The Wretched Freeman

  • The "wretched freeman" was set up as a counterpoint to the contented slave. He was the embodiment of the slavery supporter's argument that a slave was never intended to be free. Freedom itself makes him miserable, and when freed, he desires nothing so much as to once again be a slave.

The Comic Negro

  • The "comic Negro" was a mainstay of minstrel shows for more than a century. This character was more of a caricature, with his personal and physical traits grossly exaggerated for the sake of humor. The comic Negro was never a main character but always a sidekick -- the comic relief. He laughed at himself just as everyone laughed at him. Topsy, a character in Uncle Tom's Cabin, is a comic Negro.

The Tragic Mulatto

  • The "tragic mulatto" is perhaps the only one of these stereotypes that has died out. Usually female, she has so many white ancestors she could "pass" for white. The tragic mulatto was first used by abolitionists to bring home the reality of slavery -- in which a girl as white as many in their audience was degraded and owned. Worse, however, was the implication that the white blood in a black slave was what gave that slave the impetus to escape, and that the black blood in that person tied them to the savagery and lack of control stereotypically associated with blacks. When slavery was ended, the tragic mulatto often tried to pass as a white person, always with terrible social and legal consequences; a frequent plot had her giving birth to a baby who was clearly of black origin.
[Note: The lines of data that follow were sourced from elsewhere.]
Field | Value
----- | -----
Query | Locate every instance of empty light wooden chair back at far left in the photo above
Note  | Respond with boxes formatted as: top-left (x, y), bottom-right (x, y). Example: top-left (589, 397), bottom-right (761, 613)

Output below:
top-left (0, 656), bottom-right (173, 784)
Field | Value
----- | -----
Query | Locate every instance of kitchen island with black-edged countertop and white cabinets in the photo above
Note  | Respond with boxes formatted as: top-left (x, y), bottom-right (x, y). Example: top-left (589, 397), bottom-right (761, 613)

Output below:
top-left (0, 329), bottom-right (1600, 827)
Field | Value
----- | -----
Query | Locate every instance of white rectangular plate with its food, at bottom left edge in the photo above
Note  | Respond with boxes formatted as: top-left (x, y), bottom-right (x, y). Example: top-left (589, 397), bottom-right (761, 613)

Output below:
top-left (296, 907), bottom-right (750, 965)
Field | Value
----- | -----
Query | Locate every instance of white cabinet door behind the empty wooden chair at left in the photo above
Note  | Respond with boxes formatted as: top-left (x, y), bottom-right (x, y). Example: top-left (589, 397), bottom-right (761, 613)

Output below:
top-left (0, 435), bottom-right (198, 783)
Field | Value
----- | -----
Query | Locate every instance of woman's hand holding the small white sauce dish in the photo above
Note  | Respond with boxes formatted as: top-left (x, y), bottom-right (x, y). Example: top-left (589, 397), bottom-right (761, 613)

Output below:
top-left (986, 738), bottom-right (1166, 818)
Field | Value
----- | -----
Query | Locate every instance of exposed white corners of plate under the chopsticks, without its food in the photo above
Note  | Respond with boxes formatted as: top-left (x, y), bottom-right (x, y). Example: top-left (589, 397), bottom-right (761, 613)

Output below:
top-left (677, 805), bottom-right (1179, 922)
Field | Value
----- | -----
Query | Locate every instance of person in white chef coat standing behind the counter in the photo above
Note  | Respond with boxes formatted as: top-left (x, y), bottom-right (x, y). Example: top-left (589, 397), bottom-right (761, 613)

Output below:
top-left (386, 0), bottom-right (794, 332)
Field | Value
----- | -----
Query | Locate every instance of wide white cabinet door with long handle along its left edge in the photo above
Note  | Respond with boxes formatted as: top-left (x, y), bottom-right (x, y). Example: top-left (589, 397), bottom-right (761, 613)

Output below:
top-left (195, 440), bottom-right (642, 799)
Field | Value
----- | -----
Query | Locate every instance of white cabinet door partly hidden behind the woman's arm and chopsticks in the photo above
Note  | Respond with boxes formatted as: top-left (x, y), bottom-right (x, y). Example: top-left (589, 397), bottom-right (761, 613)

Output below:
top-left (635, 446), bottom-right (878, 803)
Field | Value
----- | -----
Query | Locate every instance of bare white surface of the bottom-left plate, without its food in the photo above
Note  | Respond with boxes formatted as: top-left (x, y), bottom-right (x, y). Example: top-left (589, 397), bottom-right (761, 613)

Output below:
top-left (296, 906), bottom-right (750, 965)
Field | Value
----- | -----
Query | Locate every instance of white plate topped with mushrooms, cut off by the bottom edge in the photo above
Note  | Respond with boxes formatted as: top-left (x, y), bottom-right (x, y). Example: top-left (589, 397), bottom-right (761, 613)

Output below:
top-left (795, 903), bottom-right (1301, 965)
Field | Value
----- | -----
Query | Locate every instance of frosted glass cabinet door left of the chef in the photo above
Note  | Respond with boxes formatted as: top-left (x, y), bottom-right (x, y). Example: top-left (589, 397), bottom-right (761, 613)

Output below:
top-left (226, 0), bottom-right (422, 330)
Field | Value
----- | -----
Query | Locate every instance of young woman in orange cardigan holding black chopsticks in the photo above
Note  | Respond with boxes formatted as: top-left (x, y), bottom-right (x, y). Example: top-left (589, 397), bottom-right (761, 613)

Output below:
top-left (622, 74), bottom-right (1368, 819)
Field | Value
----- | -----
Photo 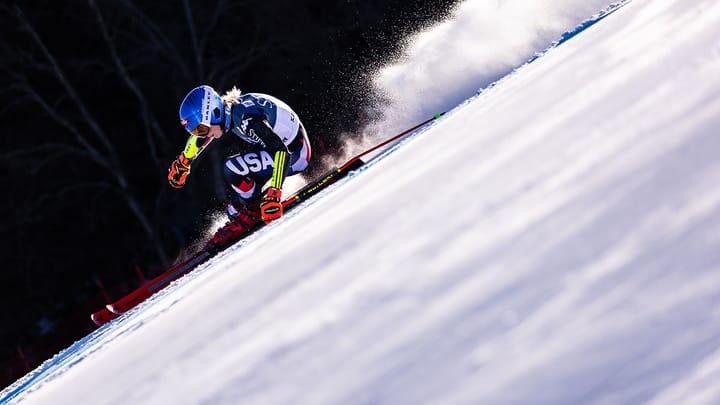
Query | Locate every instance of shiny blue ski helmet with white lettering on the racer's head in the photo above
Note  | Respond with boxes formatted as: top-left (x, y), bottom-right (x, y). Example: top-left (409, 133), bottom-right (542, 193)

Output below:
top-left (180, 86), bottom-right (224, 135)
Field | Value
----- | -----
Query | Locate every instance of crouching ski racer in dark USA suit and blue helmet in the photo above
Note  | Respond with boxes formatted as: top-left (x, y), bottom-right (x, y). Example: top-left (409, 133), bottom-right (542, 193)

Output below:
top-left (168, 85), bottom-right (311, 242)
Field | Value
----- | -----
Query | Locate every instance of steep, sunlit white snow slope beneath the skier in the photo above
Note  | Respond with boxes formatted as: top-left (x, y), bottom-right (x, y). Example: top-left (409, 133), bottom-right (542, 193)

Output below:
top-left (0, 0), bottom-right (720, 404)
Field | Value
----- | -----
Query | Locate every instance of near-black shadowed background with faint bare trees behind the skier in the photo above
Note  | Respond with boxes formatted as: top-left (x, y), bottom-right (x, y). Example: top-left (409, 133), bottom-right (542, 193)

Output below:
top-left (0, 0), bottom-right (455, 387)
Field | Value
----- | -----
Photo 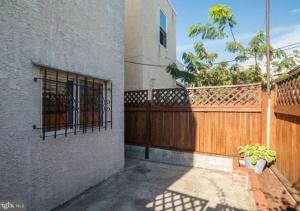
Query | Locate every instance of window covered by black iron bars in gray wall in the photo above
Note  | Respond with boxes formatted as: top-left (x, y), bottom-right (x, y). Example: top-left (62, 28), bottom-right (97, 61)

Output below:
top-left (34, 68), bottom-right (112, 139)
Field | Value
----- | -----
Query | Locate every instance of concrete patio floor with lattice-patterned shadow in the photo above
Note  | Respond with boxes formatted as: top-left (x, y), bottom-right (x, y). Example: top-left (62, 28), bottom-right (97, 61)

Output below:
top-left (55, 160), bottom-right (254, 211)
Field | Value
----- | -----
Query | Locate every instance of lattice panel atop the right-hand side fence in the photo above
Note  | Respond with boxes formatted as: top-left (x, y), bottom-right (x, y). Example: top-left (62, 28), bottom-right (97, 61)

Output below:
top-left (276, 70), bottom-right (300, 105)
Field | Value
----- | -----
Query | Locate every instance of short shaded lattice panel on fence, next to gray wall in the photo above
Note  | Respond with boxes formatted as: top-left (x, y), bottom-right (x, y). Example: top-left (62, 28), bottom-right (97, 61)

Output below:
top-left (124, 90), bottom-right (148, 105)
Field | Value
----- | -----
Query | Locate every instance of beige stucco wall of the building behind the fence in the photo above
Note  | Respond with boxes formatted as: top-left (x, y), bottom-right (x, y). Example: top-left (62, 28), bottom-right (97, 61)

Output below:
top-left (125, 0), bottom-right (176, 90)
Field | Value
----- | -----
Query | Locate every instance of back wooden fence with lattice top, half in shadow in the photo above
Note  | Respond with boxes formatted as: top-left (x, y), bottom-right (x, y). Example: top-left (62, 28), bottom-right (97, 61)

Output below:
top-left (125, 84), bottom-right (266, 156)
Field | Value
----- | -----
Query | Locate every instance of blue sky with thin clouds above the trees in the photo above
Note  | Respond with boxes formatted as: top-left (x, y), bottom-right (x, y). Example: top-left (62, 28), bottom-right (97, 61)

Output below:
top-left (172, 0), bottom-right (300, 61)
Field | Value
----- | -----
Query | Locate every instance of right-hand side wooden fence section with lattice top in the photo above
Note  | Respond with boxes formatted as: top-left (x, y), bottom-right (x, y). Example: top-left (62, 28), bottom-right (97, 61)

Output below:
top-left (271, 69), bottom-right (300, 191)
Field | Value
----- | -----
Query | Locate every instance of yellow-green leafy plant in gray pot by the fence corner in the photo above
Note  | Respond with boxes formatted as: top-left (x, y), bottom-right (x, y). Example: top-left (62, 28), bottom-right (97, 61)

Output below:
top-left (239, 144), bottom-right (276, 174)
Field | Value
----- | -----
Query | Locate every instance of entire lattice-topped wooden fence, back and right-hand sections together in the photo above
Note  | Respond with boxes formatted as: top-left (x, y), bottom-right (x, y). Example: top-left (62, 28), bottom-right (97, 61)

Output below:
top-left (125, 72), bottom-right (300, 193)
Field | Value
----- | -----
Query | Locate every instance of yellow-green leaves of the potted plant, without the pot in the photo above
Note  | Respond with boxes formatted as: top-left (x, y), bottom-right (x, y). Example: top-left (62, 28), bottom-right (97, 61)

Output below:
top-left (239, 144), bottom-right (276, 165)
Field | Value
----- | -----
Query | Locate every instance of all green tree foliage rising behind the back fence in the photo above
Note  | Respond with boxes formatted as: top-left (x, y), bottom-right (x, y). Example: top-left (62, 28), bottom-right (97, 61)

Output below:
top-left (167, 4), bottom-right (300, 87)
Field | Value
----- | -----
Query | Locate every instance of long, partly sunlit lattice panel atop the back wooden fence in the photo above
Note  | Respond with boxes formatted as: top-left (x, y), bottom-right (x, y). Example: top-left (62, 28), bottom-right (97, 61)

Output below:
top-left (152, 84), bottom-right (261, 107)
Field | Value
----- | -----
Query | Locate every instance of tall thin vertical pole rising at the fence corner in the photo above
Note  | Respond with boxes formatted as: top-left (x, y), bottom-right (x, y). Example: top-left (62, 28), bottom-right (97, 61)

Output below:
top-left (266, 0), bottom-right (271, 147)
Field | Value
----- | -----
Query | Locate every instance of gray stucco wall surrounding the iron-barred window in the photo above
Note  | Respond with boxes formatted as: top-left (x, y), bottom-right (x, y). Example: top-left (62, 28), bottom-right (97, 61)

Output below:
top-left (0, 0), bottom-right (124, 210)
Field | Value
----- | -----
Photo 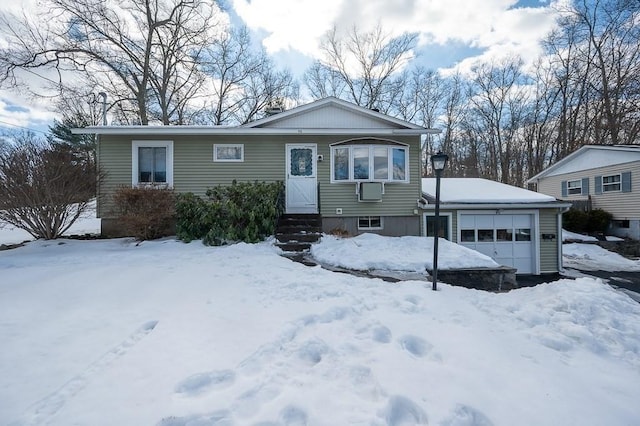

Most of these stories died out in the 1950s, at about the same time the Civil Rights Movement encouraged blacks to be proud of their heritage.

The Local Color Negro

  • These stereotyped characters were usually found in groups, like a Greek chorus, and took on whichever other stereotype was appropriate to the story. Most of the time, they were "contented slaves," though they might be "exotic primitives" in Africa or Barbados. These characters were treated as scenery, there only to give flavor and color to the setting of a story. You might see the same thing today in a novel about voodoo, where the blacks at a voodoo ritual are there only to set the scene.

The Exotic Primitive

  • This is perhaps the most offensive yet most lingering of the literary stereotypes listed. This stereotyped character embodies all the cliches about the "primitive African." Lust, sexual prowess, a wildly uncontrolled desire for drinking and drugs and often a lifestyle of casual violence mark this character. Its origins were in the "savage inheritance" that white writers believed belonged to descendants of Africans.

The Brute Negro

  • Early in the history of American literature, the "brute Negro" did not exist. His brutishness had been tamed out of him, domesticated through slavery. In fact, this alleged civilizing factor was one of the arguments in support of slavery. While historical figures such as Nat Turner brought up the specter of this stereotype, it did not gain traction until Reconstruction, when freed slaves competed with Southern whites still in shock at the upturning of their world. The brute Negro, manipulated and controlled by cunning Yankee carpetbaggers, became the literary repository of everything evil.